Paper Citing NAMD - Abstract
Heidarsson, Petur O.; Otazo, Mariela R.; Bellucci, Luca; Mossa, Alessandro; Imparato, Alberto; Paci, Emanuele; Corni, Stefano; Di Felice, Rosa; Kragelund, Birthe B.; Cecconi, Ciro
Single-Molecule Folding Mechanism of an EF-Hand Neuronal Calcium Sensor
STRUCTURE, 21:1812-1821, OCT 8 2013
EF-hand calcium sensors respond structurally to changes in intracellular Ca2+ concentration, triggering diverse cellular responses and resulting in broad interactomes. Despite impressive advances in decoding their structure-function relationships, the folding mechanism of neuronal calcium sensors is still elusive.

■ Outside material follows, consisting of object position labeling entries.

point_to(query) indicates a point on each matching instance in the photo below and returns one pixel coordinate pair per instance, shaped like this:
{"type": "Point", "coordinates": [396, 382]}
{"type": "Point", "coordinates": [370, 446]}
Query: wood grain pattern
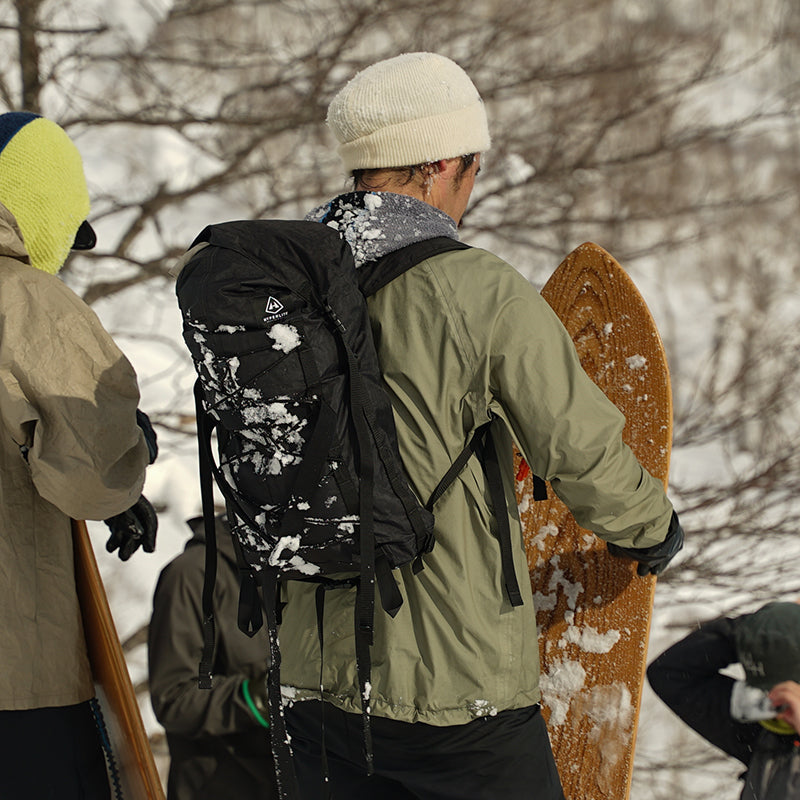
{"type": "Point", "coordinates": [593, 611]}
{"type": "Point", "coordinates": [138, 773]}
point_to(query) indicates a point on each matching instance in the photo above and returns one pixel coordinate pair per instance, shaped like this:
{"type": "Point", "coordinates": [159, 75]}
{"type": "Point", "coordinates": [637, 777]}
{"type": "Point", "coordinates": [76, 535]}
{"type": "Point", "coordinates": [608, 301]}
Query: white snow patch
{"type": "Point", "coordinates": [286, 337]}
{"type": "Point", "coordinates": [636, 362]}
{"type": "Point", "coordinates": [590, 640]}
{"type": "Point", "coordinates": [560, 686]}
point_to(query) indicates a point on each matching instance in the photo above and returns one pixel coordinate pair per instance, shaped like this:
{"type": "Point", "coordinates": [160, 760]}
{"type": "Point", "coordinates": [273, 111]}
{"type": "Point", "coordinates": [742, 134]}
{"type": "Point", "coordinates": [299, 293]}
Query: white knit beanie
{"type": "Point", "coordinates": [411, 109]}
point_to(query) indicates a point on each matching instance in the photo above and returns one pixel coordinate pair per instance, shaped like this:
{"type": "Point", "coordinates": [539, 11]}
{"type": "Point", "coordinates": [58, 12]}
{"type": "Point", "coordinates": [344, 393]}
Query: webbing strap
{"type": "Point", "coordinates": [494, 479]}
{"type": "Point", "coordinates": [365, 594]}
{"type": "Point", "coordinates": [458, 464]}
{"type": "Point", "coordinates": [286, 778]}
{"type": "Point", "coordinates": [205, 672]}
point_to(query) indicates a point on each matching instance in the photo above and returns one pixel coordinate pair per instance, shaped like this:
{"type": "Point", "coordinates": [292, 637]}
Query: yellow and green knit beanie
{"type": "Point", "coordinates": [42, 184]}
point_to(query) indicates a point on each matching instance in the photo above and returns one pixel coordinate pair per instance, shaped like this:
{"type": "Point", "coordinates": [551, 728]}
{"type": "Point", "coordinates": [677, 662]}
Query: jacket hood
{"type": "Point", "coordinates": [377, 223]}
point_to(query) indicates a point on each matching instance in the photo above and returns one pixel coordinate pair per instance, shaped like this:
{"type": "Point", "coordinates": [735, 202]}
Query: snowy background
{"type": "Point", "coordinates": [666, 131]}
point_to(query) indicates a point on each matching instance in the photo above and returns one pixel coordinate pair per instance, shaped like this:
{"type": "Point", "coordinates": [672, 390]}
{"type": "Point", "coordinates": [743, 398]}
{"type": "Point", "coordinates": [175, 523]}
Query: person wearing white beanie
{"type": "Point", "coordinates": [463, 339]}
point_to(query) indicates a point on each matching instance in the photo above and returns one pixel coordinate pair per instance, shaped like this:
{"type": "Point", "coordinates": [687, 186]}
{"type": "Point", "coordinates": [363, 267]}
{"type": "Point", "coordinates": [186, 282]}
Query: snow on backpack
{"type": "Point", "coordinates": [275, 317]}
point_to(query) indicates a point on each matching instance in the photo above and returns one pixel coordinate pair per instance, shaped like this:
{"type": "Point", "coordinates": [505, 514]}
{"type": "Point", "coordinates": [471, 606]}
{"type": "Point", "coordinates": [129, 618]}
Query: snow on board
{"type": "Point", "coordinates": [593, 611]}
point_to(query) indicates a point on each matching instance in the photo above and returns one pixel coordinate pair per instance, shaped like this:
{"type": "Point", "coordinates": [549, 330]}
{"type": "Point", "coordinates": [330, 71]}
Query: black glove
{"type": "Point", "coordinates": [134, 527]}
{"type": "Point", "coordinates": [653, 560]}
{"type": "Point", "coordinates": [143, 421]}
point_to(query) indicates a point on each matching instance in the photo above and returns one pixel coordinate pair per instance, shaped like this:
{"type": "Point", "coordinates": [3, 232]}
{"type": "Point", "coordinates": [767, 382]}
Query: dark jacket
{"type": "Point", "coordinates": [687, 678]}
{"type": "Point", "coordinates": [217, 749]}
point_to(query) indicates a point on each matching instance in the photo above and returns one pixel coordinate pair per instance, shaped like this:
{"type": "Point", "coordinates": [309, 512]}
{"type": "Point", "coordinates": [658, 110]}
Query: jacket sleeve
{"type": "Point", "coordinates": [68, 398]}
{"type": "Point", "coordinates": [687, 678]}
{"type": "Point", "coordinates": [175, 643]}
{"type": "Point", "coordinates": [567, 429]}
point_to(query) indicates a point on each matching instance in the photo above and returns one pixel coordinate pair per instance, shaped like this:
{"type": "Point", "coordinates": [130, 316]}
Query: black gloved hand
{"type": "Point", "coordinates": [134, 527]}
{"type": "Point", "coordinates": [143, 421]}
{"type": "Point", "coordinates": [653, 560]}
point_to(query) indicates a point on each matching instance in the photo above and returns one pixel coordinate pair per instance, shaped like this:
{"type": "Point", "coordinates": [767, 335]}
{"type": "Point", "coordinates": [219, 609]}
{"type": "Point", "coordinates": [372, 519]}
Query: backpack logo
{"type": "Point", "coordinates": [273, 309]}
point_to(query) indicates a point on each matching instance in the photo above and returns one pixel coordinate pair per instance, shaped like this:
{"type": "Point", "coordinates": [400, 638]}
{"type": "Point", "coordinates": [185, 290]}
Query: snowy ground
{"type": "Point", "coordinates": [666, 749]}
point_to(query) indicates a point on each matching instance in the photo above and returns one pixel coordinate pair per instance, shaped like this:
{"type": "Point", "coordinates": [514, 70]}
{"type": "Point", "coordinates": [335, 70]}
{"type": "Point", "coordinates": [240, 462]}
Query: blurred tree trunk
{"type": "Point", "coordinates": [28, 30]}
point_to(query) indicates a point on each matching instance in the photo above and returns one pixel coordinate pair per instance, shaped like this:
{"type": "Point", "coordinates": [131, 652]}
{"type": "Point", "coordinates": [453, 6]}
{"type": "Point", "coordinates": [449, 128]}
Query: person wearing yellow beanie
{"type": "Point", "coordinates": [42, 184]}
{"type": "Point", "coordinates": [72, 445]}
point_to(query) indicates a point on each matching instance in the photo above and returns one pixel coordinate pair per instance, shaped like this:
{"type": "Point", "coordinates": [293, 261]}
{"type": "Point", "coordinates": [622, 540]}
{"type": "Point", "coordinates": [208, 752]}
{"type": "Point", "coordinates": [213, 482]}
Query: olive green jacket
{"type": "Point", "coordinates": [69, 447]}
{"type": "Point", "coordinates": [463, 338]}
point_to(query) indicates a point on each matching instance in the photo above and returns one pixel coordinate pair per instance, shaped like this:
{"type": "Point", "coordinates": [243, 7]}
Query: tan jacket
{"type": "Point", "coordinates": [462, 337]}
{"type": "Point", "coordinates": [69, 447]}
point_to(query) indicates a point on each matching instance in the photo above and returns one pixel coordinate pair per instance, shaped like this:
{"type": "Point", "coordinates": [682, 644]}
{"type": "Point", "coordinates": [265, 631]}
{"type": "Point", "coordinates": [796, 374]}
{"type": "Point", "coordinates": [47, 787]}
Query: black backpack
{"type": "Point", "coordinates": [275, 317]}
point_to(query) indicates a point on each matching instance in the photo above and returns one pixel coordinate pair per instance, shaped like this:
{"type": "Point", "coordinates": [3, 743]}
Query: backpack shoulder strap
{"type": "Point", "coordinates": [376, 274]}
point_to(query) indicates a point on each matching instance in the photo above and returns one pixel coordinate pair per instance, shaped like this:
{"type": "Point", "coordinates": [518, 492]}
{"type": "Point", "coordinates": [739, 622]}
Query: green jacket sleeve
{"type": "Point", "coordinates": [566, 428]}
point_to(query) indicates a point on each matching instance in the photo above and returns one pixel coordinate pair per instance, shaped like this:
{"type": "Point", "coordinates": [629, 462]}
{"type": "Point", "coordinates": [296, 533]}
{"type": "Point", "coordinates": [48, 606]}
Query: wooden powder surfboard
{"type": "Point", "coordinates": [593, 611]}
{"type": "Point", "coordinates": [138, 777]}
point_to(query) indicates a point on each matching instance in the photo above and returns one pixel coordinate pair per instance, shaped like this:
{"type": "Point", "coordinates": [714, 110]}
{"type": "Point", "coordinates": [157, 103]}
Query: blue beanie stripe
{"type": "Point", "coordinates": [11, 123]}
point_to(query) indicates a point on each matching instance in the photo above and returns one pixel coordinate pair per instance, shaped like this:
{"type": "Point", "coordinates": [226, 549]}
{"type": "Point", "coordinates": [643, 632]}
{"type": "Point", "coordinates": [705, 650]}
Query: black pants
{"type": "Point", "coordinates": [51, 754]}
{"type": "Point", "coordinates": [507, 756]}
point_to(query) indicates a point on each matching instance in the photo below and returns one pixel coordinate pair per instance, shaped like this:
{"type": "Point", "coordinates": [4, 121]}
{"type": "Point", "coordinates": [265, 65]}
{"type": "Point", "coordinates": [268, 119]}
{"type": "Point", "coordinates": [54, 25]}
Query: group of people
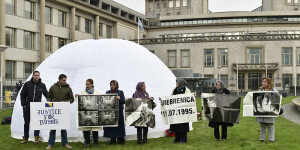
{"type": "Point", "coordinates": [33, 90]}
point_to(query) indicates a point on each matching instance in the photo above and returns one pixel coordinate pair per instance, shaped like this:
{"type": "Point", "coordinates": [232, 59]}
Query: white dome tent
{"type": "Point", "coordinates": [102, 60]}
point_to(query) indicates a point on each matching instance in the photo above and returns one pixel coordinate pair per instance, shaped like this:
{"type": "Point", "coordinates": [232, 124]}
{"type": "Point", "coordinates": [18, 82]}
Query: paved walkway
{"type": "Point", "coordinates": [290, 112]}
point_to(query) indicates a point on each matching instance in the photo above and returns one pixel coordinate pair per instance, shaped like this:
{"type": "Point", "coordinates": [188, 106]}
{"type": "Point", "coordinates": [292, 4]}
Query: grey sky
{"type": "Point", "coordinates": [214, 5]}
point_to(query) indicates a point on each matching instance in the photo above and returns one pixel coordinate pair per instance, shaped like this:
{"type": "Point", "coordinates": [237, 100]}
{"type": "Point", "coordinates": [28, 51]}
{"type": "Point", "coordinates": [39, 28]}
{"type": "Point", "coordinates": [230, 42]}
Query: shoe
{"type": "Point", "coordinates": [68, 146]}
{"type": "Point", "coordinates": [144, 141]}
{"type": "Point", "coordinates": [37, 140]}
{"type": "Point", "coordinates": [24, 140]}
{"type": "Point", "coordinates": [49, 147]}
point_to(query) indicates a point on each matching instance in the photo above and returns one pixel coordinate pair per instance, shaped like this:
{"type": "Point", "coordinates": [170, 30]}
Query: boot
{"type": "Point", "coordinates": [37, 140]}
{"type": "Point", "coordinates": [24, 140]}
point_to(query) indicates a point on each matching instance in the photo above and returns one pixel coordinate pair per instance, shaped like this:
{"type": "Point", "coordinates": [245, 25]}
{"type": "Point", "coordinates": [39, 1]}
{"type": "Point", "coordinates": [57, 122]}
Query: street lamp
{"type": "Point", "coordinates": [2, 48]}
{"type": "Point", "coordinates": [219, 67]}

We used single-molecule optical tweezers to study the folding mechanism of the human neuronal calcium sensor 1 (NCS1). Two intermediate structures induced by Ca2+ binding to the EF-hands were observed during refolding. The complete folding of the C domain is obligatory for the folding of the N domain, showing striking interdomain dependence. Molecular dynamics results reveal the atomistic details of the unfolding process and rationalize the different domain stabilities during mechanical unfolding. Through constant-force experiments and hidden Markov model analysis, the free energy landscape of the protein was reconstructed. Our results emphasize that NCS1 has evolved a remarkable complex interdomain cooperativity and a fundamentally different folding mechanism compared to structurally related proteins.